Automating decisions and aggregating data that is relevant to decisions is an area of great interest to the application of AI technology, and can go a great way towards solving this problem. Whilst AI cannot offer a silver bullet or a single answer, automated tools can greatly improve the speed of data aggregation, greatly improve the surfacing of the relevant data to the right person or group at the right time, and thus speed up the discovery process.

The automated control of manufacturing processes is also an area of great potential for AI, given its ability to monitor many variables and interrogate data at a speed that is not feasible for humans. All this leads to earlier identification of either unwanted, or desired, trends in the process and a self-learning system that can optimise and make decisions based on inputs. This operates in the same way as autonomous cars — via machine learning and pattern identification — but the environment in the pharma process space is not as well defined as the automotive industry, and so may take a little longer to develop.

Drug delivery

Following the R&D phase, the next challenge in the process is the need to get the right drug to the right patient at the right time. This, like other issues earlier in the process, is a multi-layered problem, where there are many variables at play. The advent of ‘-omic’ medicine (such as genomics, proteomics, metabolomics), alongside our continued ability to look at the fundamental and underlying reasons why diseases manifest, is going a long way towards improving the process, allowing scientists to tailor the drugs that patients are given.

However, the amount of data and its complexity means that AI and associated methods are critical to both understanding the disease (related to the first discovery problem statement) and using it to make treatment decisions. Coupled with this data deluge comes the added complexity of individual patients — a drug that might work at one time for a given patient/disease might not work in another instance.

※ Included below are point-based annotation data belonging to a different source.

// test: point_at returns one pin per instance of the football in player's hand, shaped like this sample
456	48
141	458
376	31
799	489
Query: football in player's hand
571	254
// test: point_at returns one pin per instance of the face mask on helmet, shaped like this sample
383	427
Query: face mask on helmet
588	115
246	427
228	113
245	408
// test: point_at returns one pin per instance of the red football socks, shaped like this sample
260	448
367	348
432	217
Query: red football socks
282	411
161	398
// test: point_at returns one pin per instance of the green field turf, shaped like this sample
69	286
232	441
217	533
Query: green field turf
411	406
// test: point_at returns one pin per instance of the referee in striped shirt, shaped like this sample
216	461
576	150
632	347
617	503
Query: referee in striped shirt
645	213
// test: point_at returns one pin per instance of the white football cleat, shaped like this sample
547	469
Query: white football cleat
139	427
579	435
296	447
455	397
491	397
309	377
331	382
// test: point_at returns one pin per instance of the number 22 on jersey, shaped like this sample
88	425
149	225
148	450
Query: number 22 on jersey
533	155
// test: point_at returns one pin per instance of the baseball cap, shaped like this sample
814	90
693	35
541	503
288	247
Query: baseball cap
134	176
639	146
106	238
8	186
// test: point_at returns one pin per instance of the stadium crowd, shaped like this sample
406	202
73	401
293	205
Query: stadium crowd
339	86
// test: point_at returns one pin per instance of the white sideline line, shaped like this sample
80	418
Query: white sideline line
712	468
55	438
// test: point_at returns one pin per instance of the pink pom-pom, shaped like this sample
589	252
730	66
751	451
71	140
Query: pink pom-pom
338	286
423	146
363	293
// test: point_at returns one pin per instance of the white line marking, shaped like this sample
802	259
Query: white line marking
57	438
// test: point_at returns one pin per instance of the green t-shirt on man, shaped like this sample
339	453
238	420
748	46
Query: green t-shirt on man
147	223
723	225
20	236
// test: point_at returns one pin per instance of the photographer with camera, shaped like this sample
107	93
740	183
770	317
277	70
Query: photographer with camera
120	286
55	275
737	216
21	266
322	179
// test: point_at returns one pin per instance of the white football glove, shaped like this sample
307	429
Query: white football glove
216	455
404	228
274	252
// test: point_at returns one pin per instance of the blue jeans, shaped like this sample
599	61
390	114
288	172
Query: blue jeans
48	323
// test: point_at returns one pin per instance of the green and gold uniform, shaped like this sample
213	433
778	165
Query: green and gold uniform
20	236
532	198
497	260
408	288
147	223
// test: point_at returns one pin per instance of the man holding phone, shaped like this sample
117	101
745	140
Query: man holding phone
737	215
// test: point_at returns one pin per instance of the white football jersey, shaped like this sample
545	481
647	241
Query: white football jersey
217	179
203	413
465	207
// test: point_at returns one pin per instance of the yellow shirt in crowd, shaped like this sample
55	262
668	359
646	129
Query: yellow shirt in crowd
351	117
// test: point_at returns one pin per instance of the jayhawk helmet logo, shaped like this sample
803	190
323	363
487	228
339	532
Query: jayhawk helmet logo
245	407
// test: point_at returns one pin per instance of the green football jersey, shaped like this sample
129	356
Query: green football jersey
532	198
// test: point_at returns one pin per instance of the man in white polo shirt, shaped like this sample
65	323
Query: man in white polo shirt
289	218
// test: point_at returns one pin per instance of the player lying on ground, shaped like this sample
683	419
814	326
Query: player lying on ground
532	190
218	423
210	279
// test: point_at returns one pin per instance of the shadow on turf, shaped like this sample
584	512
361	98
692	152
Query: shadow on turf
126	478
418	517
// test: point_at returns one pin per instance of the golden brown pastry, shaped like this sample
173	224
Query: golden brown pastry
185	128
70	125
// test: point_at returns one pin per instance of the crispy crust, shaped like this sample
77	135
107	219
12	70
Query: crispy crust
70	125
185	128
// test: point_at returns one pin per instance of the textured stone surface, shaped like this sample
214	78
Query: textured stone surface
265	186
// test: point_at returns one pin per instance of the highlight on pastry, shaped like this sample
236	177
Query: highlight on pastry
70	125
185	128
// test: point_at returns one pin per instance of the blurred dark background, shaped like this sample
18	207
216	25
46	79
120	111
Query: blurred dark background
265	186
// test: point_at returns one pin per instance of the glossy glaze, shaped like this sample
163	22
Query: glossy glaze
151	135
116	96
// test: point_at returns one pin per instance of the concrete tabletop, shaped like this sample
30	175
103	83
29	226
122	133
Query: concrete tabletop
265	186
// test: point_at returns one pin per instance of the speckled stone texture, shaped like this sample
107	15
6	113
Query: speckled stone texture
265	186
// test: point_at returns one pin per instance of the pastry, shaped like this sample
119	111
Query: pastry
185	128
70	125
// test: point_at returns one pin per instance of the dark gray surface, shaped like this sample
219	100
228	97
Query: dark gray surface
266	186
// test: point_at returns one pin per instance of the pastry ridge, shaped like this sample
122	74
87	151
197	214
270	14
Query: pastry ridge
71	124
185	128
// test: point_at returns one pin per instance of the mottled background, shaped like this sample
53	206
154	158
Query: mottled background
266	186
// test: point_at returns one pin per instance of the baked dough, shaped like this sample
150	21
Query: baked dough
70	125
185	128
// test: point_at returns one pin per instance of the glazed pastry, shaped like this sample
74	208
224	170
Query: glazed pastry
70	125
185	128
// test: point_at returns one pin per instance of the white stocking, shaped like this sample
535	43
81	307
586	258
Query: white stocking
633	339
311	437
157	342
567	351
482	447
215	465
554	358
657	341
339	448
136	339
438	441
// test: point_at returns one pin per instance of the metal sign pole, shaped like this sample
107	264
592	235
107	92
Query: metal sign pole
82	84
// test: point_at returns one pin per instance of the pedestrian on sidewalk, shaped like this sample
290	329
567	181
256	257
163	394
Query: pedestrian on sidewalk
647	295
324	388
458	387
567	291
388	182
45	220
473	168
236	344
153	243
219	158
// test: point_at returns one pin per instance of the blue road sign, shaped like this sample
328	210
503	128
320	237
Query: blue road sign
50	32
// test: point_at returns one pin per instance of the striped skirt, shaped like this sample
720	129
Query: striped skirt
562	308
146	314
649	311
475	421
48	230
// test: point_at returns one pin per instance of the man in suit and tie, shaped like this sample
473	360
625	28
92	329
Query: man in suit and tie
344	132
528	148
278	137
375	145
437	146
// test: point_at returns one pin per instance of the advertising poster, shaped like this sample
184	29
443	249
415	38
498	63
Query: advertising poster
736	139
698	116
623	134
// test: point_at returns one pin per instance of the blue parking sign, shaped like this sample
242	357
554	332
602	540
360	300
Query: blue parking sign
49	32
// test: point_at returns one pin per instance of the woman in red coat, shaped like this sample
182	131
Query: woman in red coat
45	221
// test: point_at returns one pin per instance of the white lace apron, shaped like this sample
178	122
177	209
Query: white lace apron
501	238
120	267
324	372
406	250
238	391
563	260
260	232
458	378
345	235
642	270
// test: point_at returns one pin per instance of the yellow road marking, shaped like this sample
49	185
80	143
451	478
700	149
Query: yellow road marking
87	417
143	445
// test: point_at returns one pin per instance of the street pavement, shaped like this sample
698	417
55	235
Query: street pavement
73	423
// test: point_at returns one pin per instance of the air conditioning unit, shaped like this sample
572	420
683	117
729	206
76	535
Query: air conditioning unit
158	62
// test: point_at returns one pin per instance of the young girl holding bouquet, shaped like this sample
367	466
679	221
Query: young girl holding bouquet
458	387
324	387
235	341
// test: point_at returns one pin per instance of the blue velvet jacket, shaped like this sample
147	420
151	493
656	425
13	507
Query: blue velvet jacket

Another area of clinical research that is well underway in identifying delivery issues is the monitoring of adverse events once a drug is released. Here AI comes into its own, as it can help analyse the terminologies used to describe events and learn how to categorise those based on previous understanding and training undertaken by scientists. All this can be done on both social media and hospital data (with the correct security in place) allowing drug companies to get an almost real-time view on the status and performance of a drug as it is administered to patients.

Some work still to do

The implementation of these new technologies described, such as deep learning, machine learning and augmented intelligence — all delivered via the cloud — is allowing greater global collaboration, faster research decisions and more effective crunching of increasing amounts of data. All of this is going a long way to finding hard to identify problems within complex ‘haystacks’.

The trick now, as these technologies continue to develop, is to really understand what they can offer outside of the small, niche areas of application they currently serve. Without such general potential applicability, it will become necessary to reign in the industry’s expectations of impact, and tailor them to be far more realistic, as there is very rarely a silver bullet for problems.